3. Query staff to learn their preferences about working hours.

Suggested team member(s) responsible: Human resources staff or clinic leadership.

Clinic leadership or human resources staff may query the staff team along similar lines, asking about their perception of what gets in the way of families participating in care and their preferences about working hours.

 

4. Test flexible clinic hours.

Suggested team member(s) responsible: Director

Review what you learned and run a small-scale test, scheduling families to fill slots in one or two shifts of the preferred flexible clinic hours. Continue testing different time slots until the team is satisfied that you have learned as much as you need to designate an expanded clinic schedule. Be aware that this step may need to be repeated at intervals to gauge emerging preferences of patients and staff.

 

5. Designate an expanded clinic schedule and track the results.

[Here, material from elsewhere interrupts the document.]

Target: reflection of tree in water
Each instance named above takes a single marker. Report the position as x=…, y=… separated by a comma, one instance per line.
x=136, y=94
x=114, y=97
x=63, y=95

Suggested team member(s) responsible: Director, human resources staff, QI lead

Implement a clinic schedule that incorporates the most-attended appointment windows. Draw staff time based on staff preferences to the extent possible and partner with staff to minimize disruptions in work/life balance. QI lead should review the rate of kept appointments during the flexible hour windows, and compare them to the rate of kept appointments during usual business hours.

For additional interventions to improve appointment access, consider open access scheduling and/or same-day appointments, using a similar careful testing and implementation approach.